3.3.Het oordeel van de rechtbank
Aangever heeft in zijn aangifte verklaard dat hij bij zijn woning twee personen zag staan, en dat hij de situatie niet vertrouwde. Toen aangever de auto uitstapte, werd hij achterna gerend door NN01 en NN02. Het is met NN01 tot een worsteling gekomen waarbij aangever is vastgehouden bij zijn nek. Uiteindelijk is het de aangever gelukt te ontsnappen en hulp in te schakelen. Op beelden van de openbare weg voor de [adres 2] (afkomstig van een camera van de in die buurt gevestigde organisatie Sea Shepherd), is te zien dat twee mannen arriveren op een (motor)scooter.

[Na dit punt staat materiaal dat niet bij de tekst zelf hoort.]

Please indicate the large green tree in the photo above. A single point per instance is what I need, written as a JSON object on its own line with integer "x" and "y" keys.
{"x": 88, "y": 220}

Beide mannen blijven vervolgens enige tijd op de stoep staan. De rechtbank ziet zich gesteld voor de vraag of verdachte een van de personen is die op de beelden te zien is en of de gedragingen van deze personen zijn gericht op het beroven van de aangever.
Vrijspraak feit 1
Op basis van de in het dossier beschikbare bewijsmiddelen kan de rechtbank niet vaststellen dat het handelen van de daders – ongeacht het antwoord op de vraag of verdachte één van hen was – gericht was op het verkrijgen van enig goed en/of enig geldbedrag. Anders dan de officier van justitie acht de rechtbank in de beschikbare histo-gegevens onvoldoende bewijs aanwezig om het onder de auto van aangever aangetroffen baken te koppelen aan verdachte. Het kennelijke opwachten en achtervolgen van de aangever is onvoldoende om aan te nemen dat die gedragingen tot doel hadden geld of goederen afhandig te maken. De aangifte biedt daarvoor evenmin voldoende aanknopingspunten. Het enkele feit dat aangever een bekende voetballer is doet aan het voorgaande niet af. De rechtbank zal verdachte daarom vrijspreken van de onder 1 tenlastegelegde poging tot diefstal met geweld, dan wel de poging tot afpersing.
Bewezenverklaring feit 2
De tenlastegelegde openlijke geweldpleging acht de rechtbank op grond van de bewijsmiddelen bewezen. Op de camerabeelden is te zien dat de twee daders aangever, op de scooter dan wel te voet, achtervolgen en proberen zijn vluchtroute af te snijden. Uit de aangifte blijkt dat aangever is ingesloten en vanachter met een arm om zijn keel is vastgepakt. De vraag waarvoor de rechtbank zich gesteld ziet is of verdachte één van de daders van die geweldpleging is. Uit het procesdossier volgt dat verdachte door drie verbalisanten is herkend naar aanleiding van een aandachtsvestiging in de politiesystemen, waarbij de hiervóór beschreven beelden afkomstig van Sea Shepherd, waarop de gezichten van de twee daders te zien zijn, zijn rondgestuurd.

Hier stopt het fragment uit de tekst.